Fuentes: Punto Final

¿Se puede ser tolerante con los intolerantes? ¿Se debe permitir que expresen sus ideas los que tratan de impedir que lo hagan los demás? ¿Debe existir un límite a la libertad de expresión, para preservar la democracia, aún a riesgo de debilitar esa misma democracia? Este tipo de preguntas han quedado resonando luego del vomitivo […]


¿Se puede ser tolerante con los intolerantes? ¿Se debe permitir que expresen sus ideas los que tratan de impedir que lo hagan los demás? ¿Debe existir un límite a la libertad de expresión, para preservar la democracia, aún a riesgo de debilitar esa misma democracia? Este tipo de preguntas han quedado resonando luego del vomitivo «homenaje» que la ultraderecha chilena le ha brindado al genocida y torturador pinochetista, Miguel Krassnoff Martchenko. Un acto repugnante que ha agredido la conciencia colectiva de este país y que revela el grado de poder del sector más extremo de la derecha chilena. Han quedado al desnudo las redes que controlan municipios tan poderosos como Providencia, y cuentan con fuerte presencia en los partidos de gobierno, tanto en la UDI como en RN. Y lo más grave es que se ha mostrado que son capaces de usar ese poder para chantajear y provocar, más allá de los límites que imaginábamos.

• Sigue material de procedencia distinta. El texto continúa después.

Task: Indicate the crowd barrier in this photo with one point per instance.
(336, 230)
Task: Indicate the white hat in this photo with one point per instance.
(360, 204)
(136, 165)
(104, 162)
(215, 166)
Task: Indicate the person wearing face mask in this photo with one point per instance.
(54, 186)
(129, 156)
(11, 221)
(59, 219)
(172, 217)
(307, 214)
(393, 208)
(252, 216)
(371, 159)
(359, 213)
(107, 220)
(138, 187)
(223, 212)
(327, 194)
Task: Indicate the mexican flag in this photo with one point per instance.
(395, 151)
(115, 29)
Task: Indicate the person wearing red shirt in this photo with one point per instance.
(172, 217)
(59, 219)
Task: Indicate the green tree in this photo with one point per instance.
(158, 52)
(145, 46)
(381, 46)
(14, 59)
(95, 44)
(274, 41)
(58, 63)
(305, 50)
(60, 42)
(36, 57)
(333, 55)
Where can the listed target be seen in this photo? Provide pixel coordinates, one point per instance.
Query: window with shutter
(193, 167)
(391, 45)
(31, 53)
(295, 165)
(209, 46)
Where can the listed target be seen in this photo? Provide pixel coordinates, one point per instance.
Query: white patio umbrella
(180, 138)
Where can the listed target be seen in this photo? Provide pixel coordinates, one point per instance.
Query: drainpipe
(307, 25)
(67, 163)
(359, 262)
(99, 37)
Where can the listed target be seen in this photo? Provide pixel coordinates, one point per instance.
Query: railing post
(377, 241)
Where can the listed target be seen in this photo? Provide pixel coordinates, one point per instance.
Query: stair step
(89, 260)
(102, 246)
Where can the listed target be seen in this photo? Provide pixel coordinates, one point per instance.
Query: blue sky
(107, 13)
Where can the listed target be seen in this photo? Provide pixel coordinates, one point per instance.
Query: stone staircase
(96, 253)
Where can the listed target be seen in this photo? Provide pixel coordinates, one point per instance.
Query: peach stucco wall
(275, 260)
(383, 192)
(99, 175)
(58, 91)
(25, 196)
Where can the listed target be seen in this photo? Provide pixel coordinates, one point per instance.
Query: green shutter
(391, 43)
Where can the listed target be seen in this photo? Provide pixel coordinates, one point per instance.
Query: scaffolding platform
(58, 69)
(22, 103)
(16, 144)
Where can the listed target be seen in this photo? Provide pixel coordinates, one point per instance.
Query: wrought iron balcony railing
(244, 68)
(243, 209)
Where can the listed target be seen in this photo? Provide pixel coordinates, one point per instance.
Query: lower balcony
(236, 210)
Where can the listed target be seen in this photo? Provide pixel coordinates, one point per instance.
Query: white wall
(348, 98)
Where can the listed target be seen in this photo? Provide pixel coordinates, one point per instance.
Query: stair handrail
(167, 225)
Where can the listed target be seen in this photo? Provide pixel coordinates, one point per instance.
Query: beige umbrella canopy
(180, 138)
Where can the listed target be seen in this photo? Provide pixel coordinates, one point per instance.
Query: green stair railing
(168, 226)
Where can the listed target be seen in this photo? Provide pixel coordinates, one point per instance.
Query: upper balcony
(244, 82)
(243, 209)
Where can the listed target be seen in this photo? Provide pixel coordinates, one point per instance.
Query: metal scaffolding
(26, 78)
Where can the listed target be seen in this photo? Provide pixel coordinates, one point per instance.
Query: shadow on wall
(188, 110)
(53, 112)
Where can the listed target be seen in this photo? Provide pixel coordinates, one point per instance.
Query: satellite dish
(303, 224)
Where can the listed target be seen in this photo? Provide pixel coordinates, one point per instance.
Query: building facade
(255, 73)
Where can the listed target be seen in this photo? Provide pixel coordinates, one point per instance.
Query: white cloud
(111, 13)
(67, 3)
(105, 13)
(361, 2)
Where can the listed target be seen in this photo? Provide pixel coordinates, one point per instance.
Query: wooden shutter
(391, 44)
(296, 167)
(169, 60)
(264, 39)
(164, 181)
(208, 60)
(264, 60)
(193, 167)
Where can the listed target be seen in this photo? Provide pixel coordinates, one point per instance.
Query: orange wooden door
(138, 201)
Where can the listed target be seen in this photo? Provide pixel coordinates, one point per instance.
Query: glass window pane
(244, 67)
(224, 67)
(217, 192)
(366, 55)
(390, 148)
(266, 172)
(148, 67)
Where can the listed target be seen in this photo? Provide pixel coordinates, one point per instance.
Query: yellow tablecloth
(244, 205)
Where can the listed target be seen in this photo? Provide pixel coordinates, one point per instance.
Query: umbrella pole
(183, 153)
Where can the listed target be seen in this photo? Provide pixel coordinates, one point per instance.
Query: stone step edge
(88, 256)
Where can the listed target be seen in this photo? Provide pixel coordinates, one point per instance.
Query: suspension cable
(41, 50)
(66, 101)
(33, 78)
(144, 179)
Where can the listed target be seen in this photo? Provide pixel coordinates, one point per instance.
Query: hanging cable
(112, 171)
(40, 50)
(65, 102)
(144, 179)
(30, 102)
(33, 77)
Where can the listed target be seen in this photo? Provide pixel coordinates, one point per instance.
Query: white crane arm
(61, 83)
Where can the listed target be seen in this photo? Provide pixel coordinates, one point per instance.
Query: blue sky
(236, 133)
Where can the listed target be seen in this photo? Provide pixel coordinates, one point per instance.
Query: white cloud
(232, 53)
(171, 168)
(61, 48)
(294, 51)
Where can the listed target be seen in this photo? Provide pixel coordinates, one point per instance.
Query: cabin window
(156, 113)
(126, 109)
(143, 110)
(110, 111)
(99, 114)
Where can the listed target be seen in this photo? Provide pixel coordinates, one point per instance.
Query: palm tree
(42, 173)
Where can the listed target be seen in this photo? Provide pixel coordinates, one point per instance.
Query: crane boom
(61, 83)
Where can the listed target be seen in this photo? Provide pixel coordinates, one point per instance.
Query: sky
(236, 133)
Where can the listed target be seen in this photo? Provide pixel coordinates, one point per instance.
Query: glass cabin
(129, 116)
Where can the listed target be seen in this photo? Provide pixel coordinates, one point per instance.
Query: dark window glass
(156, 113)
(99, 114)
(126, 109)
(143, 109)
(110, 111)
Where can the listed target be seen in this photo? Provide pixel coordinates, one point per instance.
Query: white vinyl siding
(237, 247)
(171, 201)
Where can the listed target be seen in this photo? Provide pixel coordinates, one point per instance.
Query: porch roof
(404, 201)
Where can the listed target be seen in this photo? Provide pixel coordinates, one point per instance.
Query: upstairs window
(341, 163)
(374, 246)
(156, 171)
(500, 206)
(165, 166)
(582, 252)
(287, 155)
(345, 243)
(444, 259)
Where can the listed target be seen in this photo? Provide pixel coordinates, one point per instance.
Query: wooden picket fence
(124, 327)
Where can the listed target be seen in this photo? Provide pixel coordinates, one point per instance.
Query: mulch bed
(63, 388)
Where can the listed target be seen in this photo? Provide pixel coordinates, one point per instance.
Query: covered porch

Lamentablemente este tipo de bochornos no constituyen una excepción chilena. En muchos países se enfrentan sucesos semejantes, que obligan a plantear un angustioso dilema: prohibir este tipo de actos y expresiones aberrantes, aún a costa de dañar la libertad de expresión y el derecho a reunión, o permitirlos, corriendo el riesgo de naturalizar los discursos de la asquerosa bazofia que los vomita. Algunos países han optado por una estricta regulación legal. Por ejemplo, en Alemania existe el delito de «negacionismo» del Holocausto y todas las expresiones públicas que hagan referencia al nazismo están prohibidas. En junio de este año la tumba de Rudolf Hess en Wunsiedel, Baviera, fue abierta y los restos del secretario personal de Hitler fueron exhumados para cremarlos y esparcirlos en el Báltico, con el fin de evitar que su sepulcro se convirtiera en lugar de homenajes.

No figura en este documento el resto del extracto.